According to the report, ASER 2019 'Early Years' was conducted in Dimapur in Nagaland. The survey reached a total of 56 villages, 995 households, and 1,172 children in the age group 4 to 8. The outcome might also be verifiable in other districts as this is the general trend.


Sampled children's pre-school and school enrollment status was recorded. Children did a variety of cognitive, early language, and early numeracy tasks. Activities to assess children's social and emotional development were also undertaken. All tasks were done one-on-one with children in their homes. 

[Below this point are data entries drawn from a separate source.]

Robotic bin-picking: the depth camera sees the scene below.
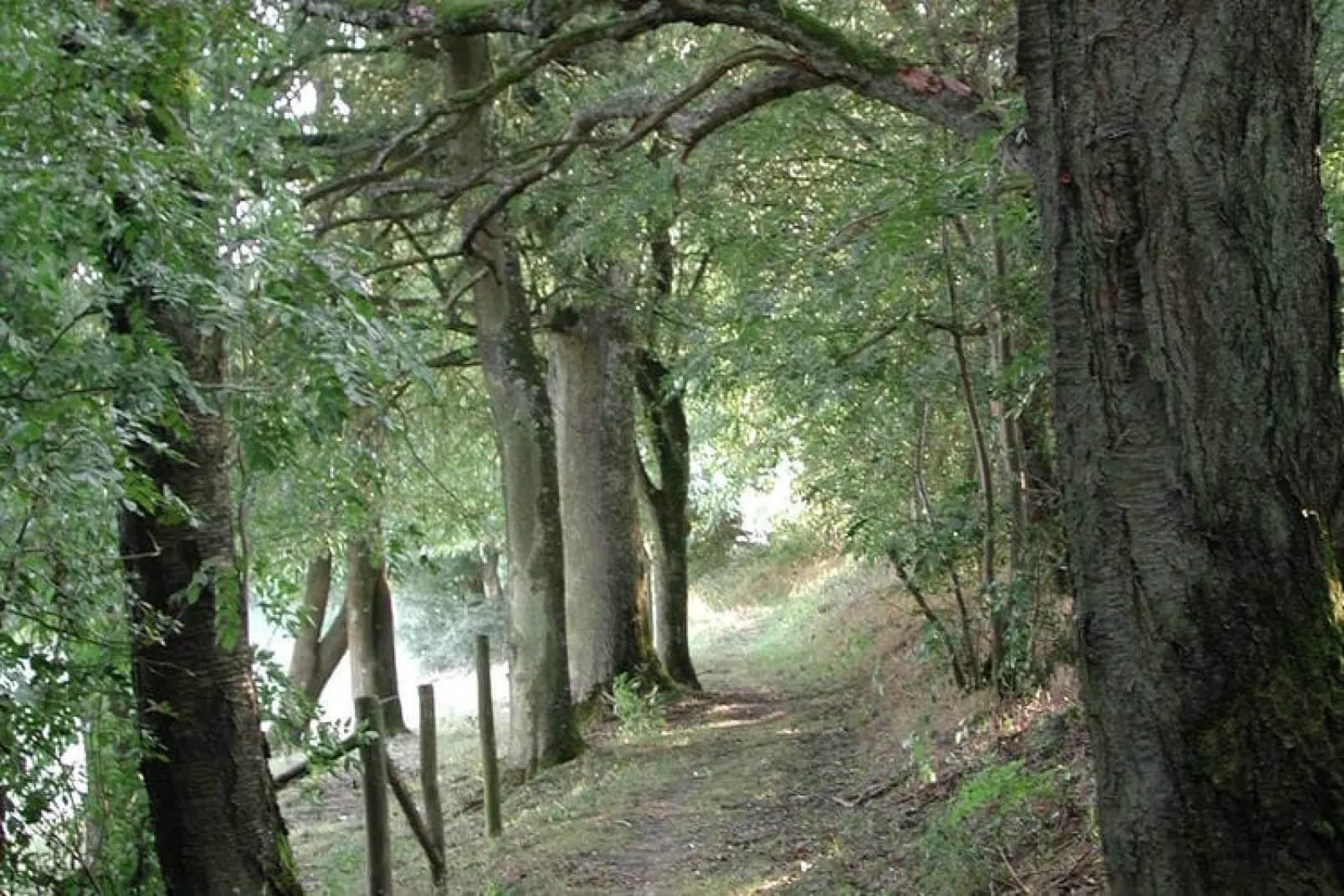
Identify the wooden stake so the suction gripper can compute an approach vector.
[476,634,504,837]
[355,697,392,896]
[417,684,448,893]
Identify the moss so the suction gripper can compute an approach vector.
[759,0,902,71]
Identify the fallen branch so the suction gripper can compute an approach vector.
[273,732,364,791]
[831,772,910,809]
[387,759,445,878]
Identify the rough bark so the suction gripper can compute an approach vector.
[109,291,301,896]
[372,561,410,738]
[442,38,582,774]
[1018,0,1344,893]
[304,605,350,703]
[636,352,700,690]
[289,548,332,694]
[550,306,650,704]
[346,535,379,697]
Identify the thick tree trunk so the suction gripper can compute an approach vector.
[346,535,379,719]
[550,308,650,703]
[636,352,700,690]
[111,300,301,896]
[1018,0,1344,894]
[304,603,350,703]
[442,38,582,774]
[372,561,410,738]
[289,548,332,694]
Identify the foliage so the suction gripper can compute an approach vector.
[920,760,1060,893]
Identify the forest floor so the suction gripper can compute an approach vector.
[282,542,1102,896]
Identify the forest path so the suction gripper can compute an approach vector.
[284,561,952,896]
[443,591,924,896]
[524,676,856,894]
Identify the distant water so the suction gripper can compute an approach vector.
[249,612,508,728]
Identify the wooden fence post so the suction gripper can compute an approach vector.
[355,697,392,896]
[417,684,448,893]
[476,634,504,837]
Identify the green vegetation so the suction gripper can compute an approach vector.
[0,0,1344,896]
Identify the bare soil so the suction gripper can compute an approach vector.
[285,561,1102,896]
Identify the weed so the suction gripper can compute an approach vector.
[608,673,667,740]
[920,761,1060,893]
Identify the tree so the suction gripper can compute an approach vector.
[636,352,700,690]
[550,298,652,703]
[1018,0,1344,893]
[444,38,581,774]
[104,5,301,896]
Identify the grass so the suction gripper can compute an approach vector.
[284,543,1100,896]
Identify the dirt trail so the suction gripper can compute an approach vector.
[470,631,914,896]
[282,561,1100,896]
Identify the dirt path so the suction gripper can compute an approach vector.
[464,631,914,896]
[282,564,1100,896]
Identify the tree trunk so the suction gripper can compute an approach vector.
[481,544,504,607]
[109,295,301,896]
[372,561,410,738]
[550,308,649,703]
[442,38,582,774]
[636,352,700,690]
[1018,0,1344,893]
[304,603,350,704]
[289,548,332,699]
[346,535,379,719]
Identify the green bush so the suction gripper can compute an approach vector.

In age grade distribution, the report highlighted that of all children enrolled in Std I, 4% children are 4 & 5 years old, 36.9% are 6, 43.7% are 7 and 15.5% are 8 years old. In Std II, 0.5% are 4 & 5 years old, 3% are 6 years old, 44.2% are 7 years old and 52.4% are eight years old. 

 

Cognitive & other abilities 
On the percentage of children who can correctly do cognitive and early language task by grade, the report said in Std I, 78.4% could do a seriation task, 74.7% could do a pattern recognition task, 84.5% could do puzzle, and 33.3% could listen, comprehend. In Std II, 87.6% could do satiation task, 77.6% could do pattern recognition task, 89.3% could do puzzle, and 36.2% could do listening and comprehension. 


In distribution of  reading ability among children in Std I, 4.6% could not even read letters, 29.9% could read letters but not words or higher, 43.3% could read words but not a Std level I text or higher, and 22.2% could read a std I level text and more. 


In Std II, 0.5% could not even read letters, 16.2% could read letters but not words or higher, 30.9%, could read words but not a Std level I text or higher 52.3% could read a Std I level text and more. 


On distribution of children’s ability to recognize numbers within grade, the report stated that among children in Std I, 0.9% children could not even recognize numbers up to 9; 8.9% children could recognize numbers up to 9 but could not recognize numbers up to 99 while 90.1% could recognize numbers up to 99. 


In Std II, all children could recognize numbers up to 9; 7% children could recognize numbers up to 9 but could not recognize numbers up to 99 and 93% could recognize numbers up to 99.


On the percentage of children who could correctly do 1-digit and 2-digit numeracy tasks by grade, the report highlighted that in Std I, 54.9% children could do 1-digit oral word addition problem, 56% could do oral word subtraction, 85.4% could do a 1-digit relative comprehension task, 69.8% could do numeric addition, 60.7% could do numeric subtraction, 64.1% could do relative comparison. In Std II, 73.8% children could do 1-digit oral word addition problem, 65.7% could do oral word subtraction problem, 91.2% could do a 1-digit relative comprehension task, 87.6% could do numeric addition, 80.6% could do numeric subtraction, 73.8% could do relative comparison, 37.65 could do numeric addition and 24.4% could do numeric subtraction.  


The report was conducted in 26 districts across 24 states in India, covering a total of 1,514 villages, 30,425 households, and 36,930 children in the age group 4 to 8.